Nous avons appris que l'évêque auxiliaire d'Astana, l'Athanase de nos jours funestes qui ressemblent beaucoup à ceux du quatrième siècle arien, a rencontré le pontife. Fort bien. Ce fut une expérience spirituelle. L'évêque dit aussi qu'il a prié selon les intentions du Pape pour obtenir une indulgence plénière (indulgences? Celles-là sont bel et bien démodées. Maintenant, il y a le miséricordisme pour tous!). Quoi qu'il en soit, le Vicaire du Christ sur la terre a été très fraternel et aimable envers lui. Atmosphère très conviviale. François l'a invité à s'exprimer librement, y compris avec les critiques. Lui, en effet, il apprécie une conversation très libre....
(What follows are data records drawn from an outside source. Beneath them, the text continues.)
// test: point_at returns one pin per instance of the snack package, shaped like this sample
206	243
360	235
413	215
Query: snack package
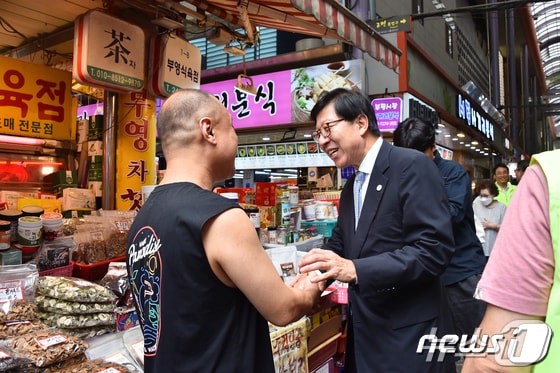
18	284
74	289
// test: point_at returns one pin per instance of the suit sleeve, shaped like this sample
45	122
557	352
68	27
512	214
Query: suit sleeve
458	185
416	245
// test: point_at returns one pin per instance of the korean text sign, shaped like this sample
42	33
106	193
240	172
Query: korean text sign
35	100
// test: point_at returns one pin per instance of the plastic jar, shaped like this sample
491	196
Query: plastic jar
294	195
5	227
322	210
309	209
32	211
12	216
30	231
52	226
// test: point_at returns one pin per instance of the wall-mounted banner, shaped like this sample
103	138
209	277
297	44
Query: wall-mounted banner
35	100
388	112
285	96
174	64
108	52
414	107
136	149
281	155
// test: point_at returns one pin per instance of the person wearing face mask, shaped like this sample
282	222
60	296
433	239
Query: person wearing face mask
490	213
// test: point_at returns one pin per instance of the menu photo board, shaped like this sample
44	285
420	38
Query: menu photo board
174	64
108	52
281	155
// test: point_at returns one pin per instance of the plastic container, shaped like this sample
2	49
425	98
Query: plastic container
32	211
5	228
12	216
52	226
30	231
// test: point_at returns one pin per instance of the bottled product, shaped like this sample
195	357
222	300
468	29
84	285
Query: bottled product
12	216
32	211
52	226
30	231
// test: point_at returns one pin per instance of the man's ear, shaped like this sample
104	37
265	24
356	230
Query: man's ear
207	128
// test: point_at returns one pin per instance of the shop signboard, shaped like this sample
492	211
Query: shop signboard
474	117
414	107
388	112
35	100
136	149
174	64
285	97
108	52
281	155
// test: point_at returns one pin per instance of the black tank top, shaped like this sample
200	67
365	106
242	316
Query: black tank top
191	321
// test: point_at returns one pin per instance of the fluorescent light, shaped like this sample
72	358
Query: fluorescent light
167	23
21	140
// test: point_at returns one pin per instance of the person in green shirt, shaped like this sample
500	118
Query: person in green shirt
501	177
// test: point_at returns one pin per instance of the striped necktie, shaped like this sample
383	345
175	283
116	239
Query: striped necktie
358	182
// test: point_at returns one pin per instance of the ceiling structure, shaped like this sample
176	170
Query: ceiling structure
546	16
43	31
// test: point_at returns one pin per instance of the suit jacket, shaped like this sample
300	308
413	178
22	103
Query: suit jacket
403	243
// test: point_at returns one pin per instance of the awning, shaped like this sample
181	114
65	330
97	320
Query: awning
321	18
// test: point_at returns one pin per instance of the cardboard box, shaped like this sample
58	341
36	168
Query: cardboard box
77	199
11	197
62	177
10	257
324	331
48	205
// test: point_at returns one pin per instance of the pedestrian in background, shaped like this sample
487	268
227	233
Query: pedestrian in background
520	169
520	280
392	251
490	212
464	271
202	284
505	187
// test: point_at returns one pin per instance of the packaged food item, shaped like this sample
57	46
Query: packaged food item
17	292
74	289
47	347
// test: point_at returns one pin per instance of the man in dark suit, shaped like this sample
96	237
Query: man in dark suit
393	253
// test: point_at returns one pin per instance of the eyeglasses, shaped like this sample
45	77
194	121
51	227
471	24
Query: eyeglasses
325	130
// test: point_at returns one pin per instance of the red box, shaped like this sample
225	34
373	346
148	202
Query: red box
95	271
323	354
58	271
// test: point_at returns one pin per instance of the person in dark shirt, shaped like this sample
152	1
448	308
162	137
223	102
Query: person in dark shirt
203	286
463	273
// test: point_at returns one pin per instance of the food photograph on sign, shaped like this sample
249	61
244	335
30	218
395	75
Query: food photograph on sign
308	83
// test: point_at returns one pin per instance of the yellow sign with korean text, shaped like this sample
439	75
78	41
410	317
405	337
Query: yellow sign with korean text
136	148
35	100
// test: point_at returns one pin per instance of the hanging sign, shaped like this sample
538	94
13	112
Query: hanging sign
287	96
35	100
388	112
174	64
136	149
109	52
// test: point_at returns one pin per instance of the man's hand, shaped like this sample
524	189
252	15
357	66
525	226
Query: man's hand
331	265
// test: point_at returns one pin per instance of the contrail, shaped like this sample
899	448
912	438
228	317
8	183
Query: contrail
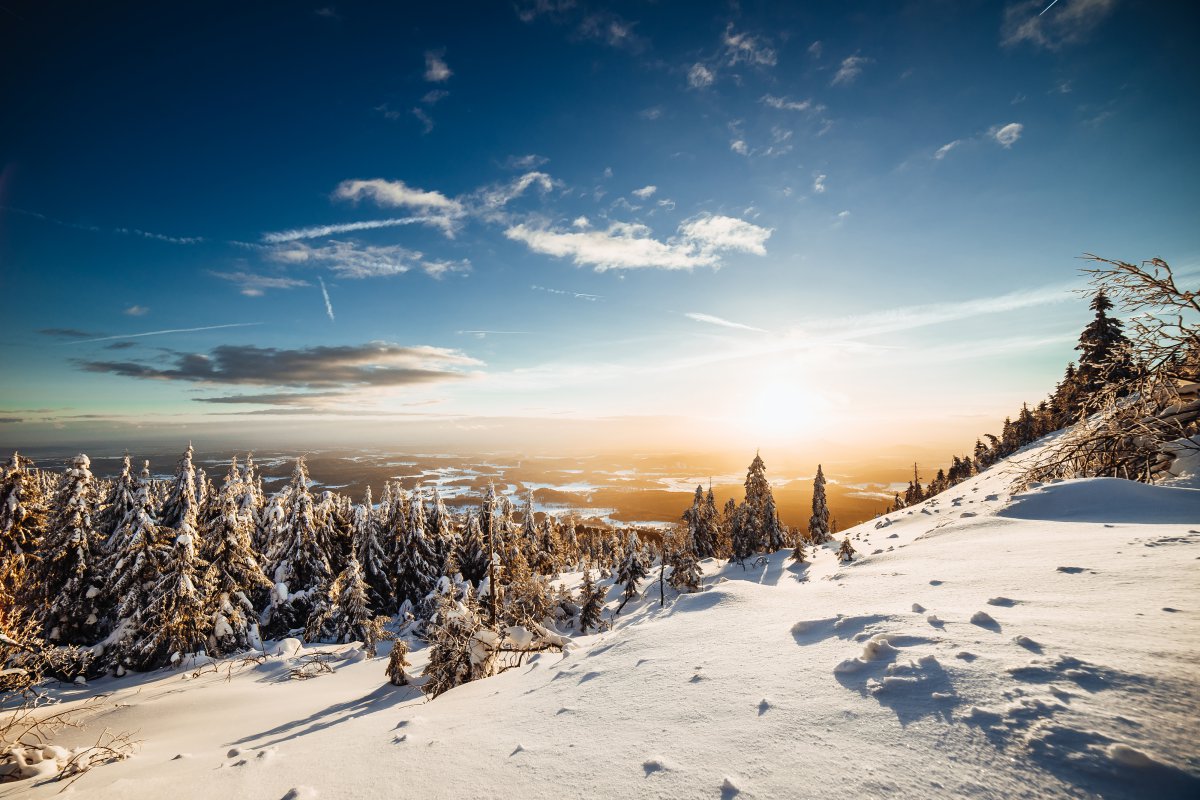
329	306
173	330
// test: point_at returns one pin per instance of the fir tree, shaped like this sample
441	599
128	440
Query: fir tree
175	620
469	554
233	578
846	552
299	564
372	555
72	551
592	599
633	570
819	523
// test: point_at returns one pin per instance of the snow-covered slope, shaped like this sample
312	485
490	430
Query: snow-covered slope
1044	645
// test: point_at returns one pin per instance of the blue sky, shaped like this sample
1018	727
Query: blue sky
573	224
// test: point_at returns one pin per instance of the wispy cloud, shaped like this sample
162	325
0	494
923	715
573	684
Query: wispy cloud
324	293
851	67
436	70
355	260
624	246
700	77
786	104
577	295
163	332
945	150
721	322
1007	134
321	232
1054	25
253	286
376	364
745	48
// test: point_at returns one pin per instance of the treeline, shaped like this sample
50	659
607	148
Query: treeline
1109	368
136	572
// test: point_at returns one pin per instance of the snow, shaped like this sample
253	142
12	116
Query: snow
883	675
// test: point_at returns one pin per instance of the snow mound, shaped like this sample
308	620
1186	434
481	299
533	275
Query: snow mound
1107	499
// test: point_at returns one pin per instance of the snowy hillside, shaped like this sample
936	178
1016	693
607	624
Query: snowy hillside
1039	645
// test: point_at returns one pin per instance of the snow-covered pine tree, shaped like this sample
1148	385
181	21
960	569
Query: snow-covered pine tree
119	501
396	663
685	572
846	552
372	555
469	554
69	573
819	523
633	569
349	618
175	621
461	649
299	564
1103	353
441	531
415	563
591	602
234	578
183	497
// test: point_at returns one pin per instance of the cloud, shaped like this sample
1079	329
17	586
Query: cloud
163	332
747	48
354	260
723	323
577	295
396	194
527	162
498	196
321	232
946	149
271	398
1007	134
851	67
253	286
625	246
700	77
1053	25
785	104
376	364
324	293
66	332
436	70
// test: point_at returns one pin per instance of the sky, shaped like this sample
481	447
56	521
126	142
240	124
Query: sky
562	224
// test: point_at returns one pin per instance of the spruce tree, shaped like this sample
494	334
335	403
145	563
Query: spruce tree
819	523
299	564
372	555
591	602
72	551
234	577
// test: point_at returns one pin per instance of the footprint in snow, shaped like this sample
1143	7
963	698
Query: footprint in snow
983	619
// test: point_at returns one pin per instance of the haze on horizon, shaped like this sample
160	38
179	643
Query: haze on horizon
573	227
Je ne fais pas de caricatures irrévérencieuses. Tout cela ressort de l'interview que Monseigneur Athanasius Schneider a donnée à LifeSiteNews. (Mais entre parenthèses, Schneider n'était-il "aux arrêts", il n'y a pas si longtemps, pour avoir parlé avec trop de parrésia? N'a-t-il pas reçu l'ordre de s'abstenir de voyager et de donner de cess conférences, au cours desquelles il se permet de jeter des pierres, de répandre des doctrines trop rigides?)

Monseigneur Schneider voudrait "herméneutiser" le document d'Abu Dhabi. À ce jour, le texte n'a été ni corrigé ni mis à jour, et ne le sera jamais. Avec tout le respect et l'estime que j'ai pour Monseigneur Schneider, véritable fer de lance, il me semble qu'il pèche par naïveté.
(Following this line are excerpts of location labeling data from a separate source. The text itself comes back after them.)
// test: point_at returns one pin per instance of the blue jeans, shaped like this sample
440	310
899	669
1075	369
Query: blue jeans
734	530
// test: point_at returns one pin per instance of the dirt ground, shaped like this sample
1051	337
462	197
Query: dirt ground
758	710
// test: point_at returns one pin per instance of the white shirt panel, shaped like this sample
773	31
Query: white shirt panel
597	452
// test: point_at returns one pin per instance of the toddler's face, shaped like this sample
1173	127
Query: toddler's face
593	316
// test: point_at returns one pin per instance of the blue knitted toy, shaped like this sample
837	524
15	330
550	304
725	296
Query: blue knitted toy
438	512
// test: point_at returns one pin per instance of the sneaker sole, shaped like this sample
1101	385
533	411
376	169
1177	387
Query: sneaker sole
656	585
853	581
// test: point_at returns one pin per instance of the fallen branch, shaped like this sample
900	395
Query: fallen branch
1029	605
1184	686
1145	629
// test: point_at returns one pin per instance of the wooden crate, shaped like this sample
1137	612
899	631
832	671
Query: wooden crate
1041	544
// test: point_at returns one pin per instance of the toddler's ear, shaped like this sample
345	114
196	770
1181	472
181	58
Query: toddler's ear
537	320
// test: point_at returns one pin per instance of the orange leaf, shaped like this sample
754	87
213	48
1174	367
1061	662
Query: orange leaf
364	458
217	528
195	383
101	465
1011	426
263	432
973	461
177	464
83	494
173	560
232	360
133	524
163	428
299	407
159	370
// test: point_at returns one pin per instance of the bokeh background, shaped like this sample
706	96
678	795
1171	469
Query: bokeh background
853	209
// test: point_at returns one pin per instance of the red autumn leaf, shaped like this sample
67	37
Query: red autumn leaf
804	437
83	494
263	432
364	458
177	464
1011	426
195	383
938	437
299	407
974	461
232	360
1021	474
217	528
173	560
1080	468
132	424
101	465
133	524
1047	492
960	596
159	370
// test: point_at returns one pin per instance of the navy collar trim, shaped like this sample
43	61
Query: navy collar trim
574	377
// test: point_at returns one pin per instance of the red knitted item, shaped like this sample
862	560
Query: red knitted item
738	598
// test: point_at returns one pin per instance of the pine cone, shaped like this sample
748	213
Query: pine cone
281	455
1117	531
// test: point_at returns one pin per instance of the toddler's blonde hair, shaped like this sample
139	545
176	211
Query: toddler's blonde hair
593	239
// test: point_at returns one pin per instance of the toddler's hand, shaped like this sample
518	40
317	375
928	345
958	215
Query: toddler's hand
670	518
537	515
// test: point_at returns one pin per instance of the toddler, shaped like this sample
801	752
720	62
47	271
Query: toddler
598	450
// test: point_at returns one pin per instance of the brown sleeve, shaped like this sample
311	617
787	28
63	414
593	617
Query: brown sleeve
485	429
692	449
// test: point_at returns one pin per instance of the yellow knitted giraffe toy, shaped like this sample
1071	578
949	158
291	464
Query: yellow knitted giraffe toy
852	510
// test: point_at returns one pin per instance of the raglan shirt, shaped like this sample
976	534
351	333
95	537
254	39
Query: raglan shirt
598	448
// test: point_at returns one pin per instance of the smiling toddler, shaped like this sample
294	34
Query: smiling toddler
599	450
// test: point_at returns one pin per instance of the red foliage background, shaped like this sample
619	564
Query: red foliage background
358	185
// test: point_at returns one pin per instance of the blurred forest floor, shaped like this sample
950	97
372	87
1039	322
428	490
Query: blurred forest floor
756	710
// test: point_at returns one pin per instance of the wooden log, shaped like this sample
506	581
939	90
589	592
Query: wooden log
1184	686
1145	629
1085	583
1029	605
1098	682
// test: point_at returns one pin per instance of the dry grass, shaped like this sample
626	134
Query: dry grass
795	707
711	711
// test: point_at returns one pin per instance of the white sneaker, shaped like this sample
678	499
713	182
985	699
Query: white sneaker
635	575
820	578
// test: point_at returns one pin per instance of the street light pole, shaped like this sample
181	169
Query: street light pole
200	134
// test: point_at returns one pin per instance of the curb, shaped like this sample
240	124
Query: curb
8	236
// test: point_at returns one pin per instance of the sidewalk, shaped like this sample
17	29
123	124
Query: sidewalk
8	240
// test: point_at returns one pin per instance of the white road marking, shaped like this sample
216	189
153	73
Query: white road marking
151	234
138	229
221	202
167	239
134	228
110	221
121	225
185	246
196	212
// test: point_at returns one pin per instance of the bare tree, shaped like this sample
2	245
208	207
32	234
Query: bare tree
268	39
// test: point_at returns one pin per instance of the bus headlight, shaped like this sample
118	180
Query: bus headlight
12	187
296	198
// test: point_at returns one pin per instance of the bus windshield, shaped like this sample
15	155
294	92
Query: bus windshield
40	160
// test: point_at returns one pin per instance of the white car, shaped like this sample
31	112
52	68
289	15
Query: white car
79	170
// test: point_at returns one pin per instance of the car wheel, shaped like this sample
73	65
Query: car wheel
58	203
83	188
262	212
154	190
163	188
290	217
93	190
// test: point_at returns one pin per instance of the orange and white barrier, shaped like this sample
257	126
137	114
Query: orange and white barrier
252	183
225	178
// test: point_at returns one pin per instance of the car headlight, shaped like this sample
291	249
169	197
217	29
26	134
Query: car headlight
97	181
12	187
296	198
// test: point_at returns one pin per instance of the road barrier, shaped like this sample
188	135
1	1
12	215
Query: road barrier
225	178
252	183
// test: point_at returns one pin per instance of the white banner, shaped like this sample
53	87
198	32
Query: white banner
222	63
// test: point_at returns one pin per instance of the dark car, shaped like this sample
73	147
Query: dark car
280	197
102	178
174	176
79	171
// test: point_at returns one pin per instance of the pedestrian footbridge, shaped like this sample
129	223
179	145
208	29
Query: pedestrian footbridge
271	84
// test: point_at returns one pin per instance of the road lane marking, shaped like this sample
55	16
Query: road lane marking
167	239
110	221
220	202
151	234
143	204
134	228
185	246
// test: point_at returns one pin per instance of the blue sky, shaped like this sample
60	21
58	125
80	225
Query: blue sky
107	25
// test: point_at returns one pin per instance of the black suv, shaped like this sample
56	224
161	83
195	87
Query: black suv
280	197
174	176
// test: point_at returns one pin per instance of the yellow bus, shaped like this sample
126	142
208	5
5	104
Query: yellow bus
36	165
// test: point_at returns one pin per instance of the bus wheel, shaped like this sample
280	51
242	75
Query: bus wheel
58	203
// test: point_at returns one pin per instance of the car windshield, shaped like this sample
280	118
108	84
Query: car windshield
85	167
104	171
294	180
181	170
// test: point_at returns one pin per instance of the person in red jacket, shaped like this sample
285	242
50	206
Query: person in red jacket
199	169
Cher frère, dans ton article tu conclus avec une question: cette façon de concevoir le munus docendi de la part du Pape ne serait-elle pas un peu... désinvolte ?

Oh, non, bien sûr que non, cher frère! Pour Bergoglio, l'Église est un polyèdre, avec toutes ses facettes polychromes et différentes qui la rendent si variée et intéressante par sa pluralité, et non catholiquement monolithique (chose abominable).

En plus, le Pape, en plus d'être capable de gérer le polyèdre, est péroniste. Selon l'occasion, il donne raison à tous, tant à ceux qui disent A qu'à ceux qui disent B, où B est exactement le contraire de A.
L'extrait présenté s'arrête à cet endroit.